Training a neural net in the old times, without fancy normalization layers and often randomly chosen weights that were not optimal was a real pain. Even for vanilla classification networks it sometimes took several runs with different hyper-parameters before the network started to learn. At least for standard architectures, like a ResNet, nowadays, it is fairly simple to train a classifier for an arbitrary dataset.
However, despite a smart grid search and to start with good default values, we are still far away from a cookbook that helps to solve a problem with neural nets in a more disciplined way. The blog post  has a lot of very useful hints, but due to the complexity of modern nets, it is impossible to put every hint into a single document. For example, training a large transformer is still not trivial and requires expertise and probably also patience.
And as mentioned earlier several times, there a lots of loss functions and combinations of them that will lead very complicated loss landscapes. In this case, it is imperative to start simple. Like using a very conservative learning rate + optimizer and try to overfit a small batch to verify if the loss goes to zero. This tip, also mentioned in , is one of the most helpful tips we know, since without this assurance, errors can be lurking anywhere. Truth be told, when the loss goes to zero, errors are still possible and likely, but at least we know that the network is able to solve a simplified version of our problem.
For example, in case of recurrent nets, gradient clipping and gating are now fairly standard, maybe along with layer normalization. But does it mean that by using those means, the success is guaranteed? Definitely not for all kind of nets and problems. The choice of LSTM vs. GRU might be easily evaluated by comparing resources vs. accuracy, but what about gradient clipping? What norm is useful? In papers those values range from 0.01 to 10 and this value surely depends on the actual norm of the gradient during training with a specific net and loss. And even for such a simple method like layer norm, there are at least two flavours, namely pre: f(ln(x*W)) and post: ln(f(x*w)). Depending on the paper and therefore the problem / method, there is no clear winner.
Recap: For RNNs we have to choose the number of units / layers, the type (GRU or LSTM) w/o LN and the norm for clipping the gradients.
Starting simple is definitely a good idea, but especially for RNNs good default values for the number of units can be challenging. We once had a classification problem where a small number of units lead to an incredibly slow learning, while a large number of units lead to unstable learning despite using gated units, gradient clipping and layer norm. At the end, we had to do a grid search on a smaller dataset to find a good trade-off for number the units.
When RNNs became popular, it took some time until also researchers without a profound expertise in this area were able to use them for ‘everyday tasks’. This was also owed to the introduction of high-level frameworks like Lasagne or Keras, both introduced in 2015 and both were using Theano as a back-end then. However, in case of problems, high-level APIs hide most information as they are supposed to, but this makes debugging very hard and in case of static computational graphs (used in Theano) even more horrible.
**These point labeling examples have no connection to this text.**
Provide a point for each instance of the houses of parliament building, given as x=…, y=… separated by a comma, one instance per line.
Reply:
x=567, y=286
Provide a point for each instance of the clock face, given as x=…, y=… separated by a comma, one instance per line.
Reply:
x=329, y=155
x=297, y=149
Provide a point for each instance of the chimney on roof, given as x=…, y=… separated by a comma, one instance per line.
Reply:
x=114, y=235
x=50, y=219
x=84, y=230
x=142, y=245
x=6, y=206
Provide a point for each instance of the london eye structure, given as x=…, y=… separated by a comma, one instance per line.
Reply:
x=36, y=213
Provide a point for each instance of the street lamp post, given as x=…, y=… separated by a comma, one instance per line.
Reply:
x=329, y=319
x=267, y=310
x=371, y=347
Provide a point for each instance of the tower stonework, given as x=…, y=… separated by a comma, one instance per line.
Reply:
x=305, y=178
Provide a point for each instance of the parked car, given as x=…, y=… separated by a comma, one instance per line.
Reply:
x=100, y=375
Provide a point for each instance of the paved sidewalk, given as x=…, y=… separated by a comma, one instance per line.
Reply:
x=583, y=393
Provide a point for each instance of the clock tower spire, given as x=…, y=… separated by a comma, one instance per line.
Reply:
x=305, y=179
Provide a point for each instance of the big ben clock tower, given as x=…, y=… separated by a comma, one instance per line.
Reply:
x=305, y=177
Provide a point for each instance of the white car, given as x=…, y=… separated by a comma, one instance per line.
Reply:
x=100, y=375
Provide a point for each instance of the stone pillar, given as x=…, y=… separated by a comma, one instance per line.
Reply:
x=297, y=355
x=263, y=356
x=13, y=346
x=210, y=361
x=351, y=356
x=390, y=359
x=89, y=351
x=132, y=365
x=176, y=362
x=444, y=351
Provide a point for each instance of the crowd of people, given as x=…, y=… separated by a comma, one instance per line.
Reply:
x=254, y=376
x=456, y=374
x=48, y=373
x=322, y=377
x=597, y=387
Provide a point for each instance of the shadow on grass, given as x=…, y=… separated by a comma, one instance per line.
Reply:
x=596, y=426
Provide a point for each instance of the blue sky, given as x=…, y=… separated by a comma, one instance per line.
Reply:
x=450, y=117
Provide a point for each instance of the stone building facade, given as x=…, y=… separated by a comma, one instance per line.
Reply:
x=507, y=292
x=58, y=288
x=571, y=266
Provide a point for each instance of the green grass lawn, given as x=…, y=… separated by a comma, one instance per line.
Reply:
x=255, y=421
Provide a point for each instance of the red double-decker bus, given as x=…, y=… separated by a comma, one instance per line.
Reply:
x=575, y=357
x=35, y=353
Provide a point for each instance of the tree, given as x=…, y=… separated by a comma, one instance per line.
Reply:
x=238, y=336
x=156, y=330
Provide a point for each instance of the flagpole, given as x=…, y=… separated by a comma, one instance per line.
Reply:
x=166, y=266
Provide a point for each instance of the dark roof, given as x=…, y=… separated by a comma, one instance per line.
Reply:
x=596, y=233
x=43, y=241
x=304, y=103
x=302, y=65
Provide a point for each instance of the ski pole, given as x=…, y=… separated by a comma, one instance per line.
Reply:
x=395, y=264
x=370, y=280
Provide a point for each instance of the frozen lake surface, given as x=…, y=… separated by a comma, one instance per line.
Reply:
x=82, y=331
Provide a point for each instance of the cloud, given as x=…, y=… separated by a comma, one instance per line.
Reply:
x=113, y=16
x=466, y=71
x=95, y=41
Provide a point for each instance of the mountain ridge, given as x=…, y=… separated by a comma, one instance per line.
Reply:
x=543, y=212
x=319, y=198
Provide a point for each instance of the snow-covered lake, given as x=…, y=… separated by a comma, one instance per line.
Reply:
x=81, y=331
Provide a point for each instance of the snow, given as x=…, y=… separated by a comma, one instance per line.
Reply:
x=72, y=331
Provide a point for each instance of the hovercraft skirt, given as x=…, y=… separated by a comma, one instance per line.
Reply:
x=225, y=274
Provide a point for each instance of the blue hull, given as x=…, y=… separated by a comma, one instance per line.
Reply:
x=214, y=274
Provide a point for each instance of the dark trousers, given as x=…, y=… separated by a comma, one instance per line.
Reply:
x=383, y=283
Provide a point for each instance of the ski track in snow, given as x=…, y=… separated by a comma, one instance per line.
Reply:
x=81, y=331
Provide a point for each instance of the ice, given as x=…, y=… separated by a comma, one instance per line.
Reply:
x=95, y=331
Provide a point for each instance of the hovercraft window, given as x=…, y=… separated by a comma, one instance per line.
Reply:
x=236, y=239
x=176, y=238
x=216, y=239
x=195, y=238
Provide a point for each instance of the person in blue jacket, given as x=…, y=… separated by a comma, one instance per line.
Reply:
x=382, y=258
So what to do if the loss does not go down as expected, at least for the training data? Switching to a different optimizer? Lowering the learning rate, or increasing it? More hidden units? Different kind of units?
A good tip is definitely to monitoring as much as possible. Besides the loss, there are many other possible values:
– The norm of the gradient / max & min values of the gradient, max(abs) values, etc.
– The total norm of the network / norm of each layer
– Max / min of activation functions (think of -1/+1 for tanh, 0/1 for sigmoid)
– Number of ‘dead’ units in case of ReLU
– In case of NLL it is useful to compare early loss values with -log(1/N_CLASSES)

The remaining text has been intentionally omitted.